Waste Incinerator Private Finance Initiative Report Is Baffling

The Waste Treatment Private Finance Initiative Report states that the cost to Calderdale Council of borrowing £9.2m to invest in the construction of the Private Finance Initiative Bradford waste incinerator/combined heat and power generator would be around £564,000 a year. But the Report says that despite the cost, Calderdale Council would “look to” save £200K/year as a result of the investment. I can’t figure this out. Someone please explain!

If Calderdale Council didn’t invest this, based on “assumed commercial interest rates“, repayments on £9.2m over a 25-year period could be around £766,000 a year. This is what it would cost Pennine Resource Recovery (PRR) Limited, the consortium that will own and run the incinerator, to borrow the money.

The difference in repayment costs is because Calderdale Council gets cheaper borrowing through the Public Works Loan Board, compared to commercial bank lending charges, which PRR Ltd would have to pay if it had to borrow the £9.2m.

As far as I can understand the Waste Treatment Private Finance Initiative Report, this difference between the two rates of borrowing is the source of the Report’s claim that by investing £9.2m in PPR Ltd’s incinerator, Calderdale Council would “look to” make a net saving of around £200K/year, compared to what it would cost to use the waste incinerator if it did not invest in its construction.

It seems that this saving would come about because PRR Ltd has said that if Calderdale Council invests £9.2m in the construction of the incinerator, it will reduce the amount it charges Calderdale Council for taking its waste.

The Waste Treatment Private Finance Initiative Report states that savings from this reduction in charges will cover the costs of repaying the £9.2m loan and provide “an additional saving on the Council’s future costs.”

However, the Waste Treatment Private Finance Initiative Report says that the actual saving (as distinct from the “looked for” saving) will depend on

“the rate secured from PWLB and the final terms of the commercial funders at Financial Close.”

I don’t know if I’m understanding this right and have asked the Council Officers who prepared the Report to please explain.
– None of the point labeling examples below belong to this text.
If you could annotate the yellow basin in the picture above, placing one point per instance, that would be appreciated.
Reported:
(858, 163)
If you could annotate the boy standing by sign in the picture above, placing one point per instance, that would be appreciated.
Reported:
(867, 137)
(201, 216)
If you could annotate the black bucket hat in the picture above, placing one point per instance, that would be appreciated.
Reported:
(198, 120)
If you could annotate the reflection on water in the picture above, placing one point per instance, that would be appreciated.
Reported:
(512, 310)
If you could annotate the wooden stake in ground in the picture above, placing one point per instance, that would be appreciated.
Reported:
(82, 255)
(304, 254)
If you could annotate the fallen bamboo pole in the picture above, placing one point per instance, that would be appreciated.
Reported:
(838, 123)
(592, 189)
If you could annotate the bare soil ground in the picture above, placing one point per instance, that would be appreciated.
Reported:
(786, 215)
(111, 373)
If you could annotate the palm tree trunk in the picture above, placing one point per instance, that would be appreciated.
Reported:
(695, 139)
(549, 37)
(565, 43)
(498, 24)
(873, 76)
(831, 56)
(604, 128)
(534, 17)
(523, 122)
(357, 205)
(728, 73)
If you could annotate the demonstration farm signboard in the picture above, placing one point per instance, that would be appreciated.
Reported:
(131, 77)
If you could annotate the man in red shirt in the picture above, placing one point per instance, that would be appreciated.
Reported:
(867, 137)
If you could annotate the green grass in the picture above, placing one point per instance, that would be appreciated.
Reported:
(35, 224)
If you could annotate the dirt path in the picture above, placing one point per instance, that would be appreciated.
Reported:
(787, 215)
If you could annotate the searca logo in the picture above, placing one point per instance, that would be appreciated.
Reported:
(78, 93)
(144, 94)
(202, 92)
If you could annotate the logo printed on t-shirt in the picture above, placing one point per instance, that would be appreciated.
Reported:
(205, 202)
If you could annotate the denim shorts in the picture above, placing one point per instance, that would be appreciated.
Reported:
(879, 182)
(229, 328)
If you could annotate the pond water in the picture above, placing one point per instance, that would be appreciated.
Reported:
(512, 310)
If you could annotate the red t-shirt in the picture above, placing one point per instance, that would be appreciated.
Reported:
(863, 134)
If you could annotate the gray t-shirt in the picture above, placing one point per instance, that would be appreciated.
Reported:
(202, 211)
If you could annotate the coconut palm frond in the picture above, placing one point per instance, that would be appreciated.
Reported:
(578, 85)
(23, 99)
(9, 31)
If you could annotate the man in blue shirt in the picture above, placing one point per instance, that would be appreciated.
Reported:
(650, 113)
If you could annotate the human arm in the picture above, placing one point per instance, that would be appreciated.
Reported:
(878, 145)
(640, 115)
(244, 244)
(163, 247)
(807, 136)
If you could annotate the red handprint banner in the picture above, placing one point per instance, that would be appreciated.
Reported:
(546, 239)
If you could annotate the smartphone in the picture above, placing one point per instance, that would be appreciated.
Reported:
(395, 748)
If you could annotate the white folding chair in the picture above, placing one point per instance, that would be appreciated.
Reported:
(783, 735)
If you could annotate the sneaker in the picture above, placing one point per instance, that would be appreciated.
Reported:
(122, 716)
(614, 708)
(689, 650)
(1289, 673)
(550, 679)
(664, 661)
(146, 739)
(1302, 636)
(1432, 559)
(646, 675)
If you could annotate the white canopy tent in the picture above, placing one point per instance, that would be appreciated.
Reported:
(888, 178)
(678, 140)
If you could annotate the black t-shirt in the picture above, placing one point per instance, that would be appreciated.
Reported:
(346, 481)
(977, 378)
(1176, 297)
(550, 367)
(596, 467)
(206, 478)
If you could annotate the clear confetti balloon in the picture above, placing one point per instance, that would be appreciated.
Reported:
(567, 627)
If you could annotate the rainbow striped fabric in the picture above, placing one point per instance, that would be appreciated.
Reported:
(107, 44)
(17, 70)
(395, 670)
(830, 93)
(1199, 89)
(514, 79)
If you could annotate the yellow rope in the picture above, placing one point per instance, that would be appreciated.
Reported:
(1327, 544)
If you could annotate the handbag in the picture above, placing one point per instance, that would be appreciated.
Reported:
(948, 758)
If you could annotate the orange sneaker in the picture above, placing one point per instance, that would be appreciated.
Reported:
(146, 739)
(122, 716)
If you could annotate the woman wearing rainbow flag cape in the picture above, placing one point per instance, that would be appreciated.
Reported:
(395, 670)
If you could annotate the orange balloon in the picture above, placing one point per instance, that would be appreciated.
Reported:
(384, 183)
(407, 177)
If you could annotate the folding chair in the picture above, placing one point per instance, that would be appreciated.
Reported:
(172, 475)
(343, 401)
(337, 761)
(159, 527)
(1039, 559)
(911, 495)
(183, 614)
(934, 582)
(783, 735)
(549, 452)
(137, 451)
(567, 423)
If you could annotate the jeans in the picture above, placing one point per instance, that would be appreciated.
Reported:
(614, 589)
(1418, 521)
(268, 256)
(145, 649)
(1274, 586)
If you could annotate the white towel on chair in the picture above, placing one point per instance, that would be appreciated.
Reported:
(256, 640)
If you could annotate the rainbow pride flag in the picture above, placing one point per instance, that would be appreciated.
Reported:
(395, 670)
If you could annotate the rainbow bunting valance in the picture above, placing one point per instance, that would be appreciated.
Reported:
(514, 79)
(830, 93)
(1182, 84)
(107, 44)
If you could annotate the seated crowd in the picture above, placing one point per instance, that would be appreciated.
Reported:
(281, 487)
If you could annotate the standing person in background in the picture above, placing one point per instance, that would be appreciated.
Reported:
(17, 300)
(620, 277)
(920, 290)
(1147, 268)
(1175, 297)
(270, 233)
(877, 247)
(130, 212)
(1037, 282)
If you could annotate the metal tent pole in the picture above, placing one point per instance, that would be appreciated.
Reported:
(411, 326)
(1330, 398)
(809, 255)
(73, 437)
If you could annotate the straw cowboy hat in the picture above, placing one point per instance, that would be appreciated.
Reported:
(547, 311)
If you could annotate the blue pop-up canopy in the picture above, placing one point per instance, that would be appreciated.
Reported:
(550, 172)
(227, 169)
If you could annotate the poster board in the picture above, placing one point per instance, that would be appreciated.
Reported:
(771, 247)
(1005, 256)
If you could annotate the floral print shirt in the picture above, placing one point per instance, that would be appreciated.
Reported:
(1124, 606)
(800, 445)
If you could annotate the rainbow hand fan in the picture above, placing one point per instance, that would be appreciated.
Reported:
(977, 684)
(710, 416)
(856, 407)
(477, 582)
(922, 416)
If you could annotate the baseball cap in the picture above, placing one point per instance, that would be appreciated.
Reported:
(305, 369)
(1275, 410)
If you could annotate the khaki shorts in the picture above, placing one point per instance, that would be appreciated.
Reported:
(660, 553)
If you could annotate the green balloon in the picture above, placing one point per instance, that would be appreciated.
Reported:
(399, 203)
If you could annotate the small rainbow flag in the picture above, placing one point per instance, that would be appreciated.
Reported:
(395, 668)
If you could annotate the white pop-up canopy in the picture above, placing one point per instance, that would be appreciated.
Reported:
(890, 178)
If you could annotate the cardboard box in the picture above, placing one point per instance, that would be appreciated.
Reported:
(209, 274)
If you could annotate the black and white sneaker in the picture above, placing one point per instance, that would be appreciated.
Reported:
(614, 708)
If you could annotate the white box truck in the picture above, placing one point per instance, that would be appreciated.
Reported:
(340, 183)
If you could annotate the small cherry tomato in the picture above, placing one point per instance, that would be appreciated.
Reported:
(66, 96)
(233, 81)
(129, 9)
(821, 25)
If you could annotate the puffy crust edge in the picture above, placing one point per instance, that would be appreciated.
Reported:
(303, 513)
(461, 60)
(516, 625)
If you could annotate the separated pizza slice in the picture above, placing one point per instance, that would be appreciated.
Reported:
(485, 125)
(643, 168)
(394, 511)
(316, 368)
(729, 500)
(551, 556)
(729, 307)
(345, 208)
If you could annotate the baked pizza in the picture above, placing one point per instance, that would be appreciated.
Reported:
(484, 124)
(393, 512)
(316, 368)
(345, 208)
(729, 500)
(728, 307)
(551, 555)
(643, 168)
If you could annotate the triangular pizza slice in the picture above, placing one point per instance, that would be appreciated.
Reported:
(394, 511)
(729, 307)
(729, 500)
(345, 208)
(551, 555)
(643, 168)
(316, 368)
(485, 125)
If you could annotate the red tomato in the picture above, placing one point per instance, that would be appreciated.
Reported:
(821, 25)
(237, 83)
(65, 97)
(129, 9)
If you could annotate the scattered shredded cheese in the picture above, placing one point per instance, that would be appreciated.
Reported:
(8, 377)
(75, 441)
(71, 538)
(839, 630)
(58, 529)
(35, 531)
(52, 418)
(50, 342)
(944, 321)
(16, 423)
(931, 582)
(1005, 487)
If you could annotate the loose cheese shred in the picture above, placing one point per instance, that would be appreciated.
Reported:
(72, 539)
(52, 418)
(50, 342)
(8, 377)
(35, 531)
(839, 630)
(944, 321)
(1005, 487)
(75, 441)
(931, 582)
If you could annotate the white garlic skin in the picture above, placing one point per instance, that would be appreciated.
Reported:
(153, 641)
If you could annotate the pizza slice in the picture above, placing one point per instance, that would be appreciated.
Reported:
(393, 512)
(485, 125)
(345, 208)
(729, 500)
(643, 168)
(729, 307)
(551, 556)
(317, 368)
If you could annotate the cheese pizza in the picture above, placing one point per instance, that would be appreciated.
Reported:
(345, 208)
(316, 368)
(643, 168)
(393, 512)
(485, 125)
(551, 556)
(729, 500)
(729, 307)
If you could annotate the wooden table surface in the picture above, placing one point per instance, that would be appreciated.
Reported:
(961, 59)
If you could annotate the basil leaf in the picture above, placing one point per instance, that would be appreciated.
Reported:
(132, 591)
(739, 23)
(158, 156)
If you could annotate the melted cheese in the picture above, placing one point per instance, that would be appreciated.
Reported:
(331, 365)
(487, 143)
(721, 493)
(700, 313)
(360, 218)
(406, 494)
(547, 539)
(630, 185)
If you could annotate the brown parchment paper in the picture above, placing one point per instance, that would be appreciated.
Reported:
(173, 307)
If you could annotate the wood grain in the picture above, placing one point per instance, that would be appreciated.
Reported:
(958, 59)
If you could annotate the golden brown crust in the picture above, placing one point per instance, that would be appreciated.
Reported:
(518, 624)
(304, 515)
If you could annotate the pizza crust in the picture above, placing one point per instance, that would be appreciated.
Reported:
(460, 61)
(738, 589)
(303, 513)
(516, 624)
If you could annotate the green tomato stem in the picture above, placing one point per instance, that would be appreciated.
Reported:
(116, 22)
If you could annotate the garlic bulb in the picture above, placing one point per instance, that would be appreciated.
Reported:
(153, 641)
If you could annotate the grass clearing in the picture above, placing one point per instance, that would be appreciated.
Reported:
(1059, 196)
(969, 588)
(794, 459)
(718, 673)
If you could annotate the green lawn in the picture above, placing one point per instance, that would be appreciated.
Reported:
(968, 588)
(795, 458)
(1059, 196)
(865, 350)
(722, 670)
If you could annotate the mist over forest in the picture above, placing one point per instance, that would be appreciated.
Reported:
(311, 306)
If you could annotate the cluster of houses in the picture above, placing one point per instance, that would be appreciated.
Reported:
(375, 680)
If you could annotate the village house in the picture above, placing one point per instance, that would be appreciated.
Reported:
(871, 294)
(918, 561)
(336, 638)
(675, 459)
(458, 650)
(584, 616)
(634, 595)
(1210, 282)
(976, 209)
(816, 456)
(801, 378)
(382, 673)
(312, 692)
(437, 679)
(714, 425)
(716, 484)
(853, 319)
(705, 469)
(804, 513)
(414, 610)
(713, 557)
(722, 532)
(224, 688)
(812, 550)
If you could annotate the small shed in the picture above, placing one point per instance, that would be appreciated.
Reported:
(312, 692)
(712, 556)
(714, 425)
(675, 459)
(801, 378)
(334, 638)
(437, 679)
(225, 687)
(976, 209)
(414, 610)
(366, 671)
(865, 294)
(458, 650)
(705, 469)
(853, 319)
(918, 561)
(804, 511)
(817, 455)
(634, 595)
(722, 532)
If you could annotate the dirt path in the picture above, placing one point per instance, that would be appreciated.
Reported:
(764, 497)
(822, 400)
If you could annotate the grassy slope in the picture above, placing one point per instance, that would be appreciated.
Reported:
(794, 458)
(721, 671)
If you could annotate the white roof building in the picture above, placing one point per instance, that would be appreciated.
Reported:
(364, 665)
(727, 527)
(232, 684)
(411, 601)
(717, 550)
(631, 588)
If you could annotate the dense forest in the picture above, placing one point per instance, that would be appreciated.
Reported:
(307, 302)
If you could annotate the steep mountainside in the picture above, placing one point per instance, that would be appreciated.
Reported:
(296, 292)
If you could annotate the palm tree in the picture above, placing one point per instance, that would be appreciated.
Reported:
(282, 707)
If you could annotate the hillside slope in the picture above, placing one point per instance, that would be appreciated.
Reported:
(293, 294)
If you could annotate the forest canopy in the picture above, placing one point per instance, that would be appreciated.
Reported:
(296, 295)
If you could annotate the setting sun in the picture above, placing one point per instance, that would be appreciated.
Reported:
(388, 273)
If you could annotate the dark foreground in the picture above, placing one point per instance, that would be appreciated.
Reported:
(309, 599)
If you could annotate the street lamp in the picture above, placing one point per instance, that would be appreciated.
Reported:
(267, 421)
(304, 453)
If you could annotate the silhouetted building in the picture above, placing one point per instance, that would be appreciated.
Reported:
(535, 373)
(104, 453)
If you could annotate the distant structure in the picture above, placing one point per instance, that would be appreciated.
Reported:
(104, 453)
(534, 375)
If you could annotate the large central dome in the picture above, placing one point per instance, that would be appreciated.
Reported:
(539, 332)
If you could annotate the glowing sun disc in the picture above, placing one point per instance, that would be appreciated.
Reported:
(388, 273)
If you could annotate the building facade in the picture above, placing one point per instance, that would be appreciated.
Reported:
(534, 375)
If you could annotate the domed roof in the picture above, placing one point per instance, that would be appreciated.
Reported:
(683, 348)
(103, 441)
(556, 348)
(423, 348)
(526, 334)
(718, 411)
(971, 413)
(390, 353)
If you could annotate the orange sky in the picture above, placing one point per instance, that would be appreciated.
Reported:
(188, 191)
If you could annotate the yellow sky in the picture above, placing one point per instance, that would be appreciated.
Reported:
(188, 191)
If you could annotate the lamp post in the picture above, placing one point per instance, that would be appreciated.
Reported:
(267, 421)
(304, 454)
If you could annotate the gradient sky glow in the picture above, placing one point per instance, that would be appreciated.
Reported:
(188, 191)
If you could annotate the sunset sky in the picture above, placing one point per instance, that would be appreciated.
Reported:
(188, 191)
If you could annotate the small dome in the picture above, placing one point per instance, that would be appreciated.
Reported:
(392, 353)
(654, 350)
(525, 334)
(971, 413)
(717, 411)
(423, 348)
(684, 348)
But I can’t get my head round this:

  • How does the fact that it would cost Calderdale Council £202K/year less to borrow £9.2m than it would for Pennine Resource Recovery to borrow that amount, translate into a “net saving” for Calderdale Council of £200K/year? How does that add up?

It seems like smoke and mirrors to me, but maybe I’m just innumerate.

Can someone explain this please? Update: Councillor Tim Swift has emailed to say he will explain. More later, when his explanation arrives.

There is also the small fact that approval of the waste incinerator’s construction is subject to judicial review, so it might not happen.

Update 12 March 2013 – As reported in this post, I emailed the Finance Officer asking him to explain how he calculated the savings to Calderdale Council that would result from its investment of £9.2m. His answer simply repeated information given in his Report to Cabinet, without the facts and explanations I’d requested. So I submitted a formal Freedom of Information request.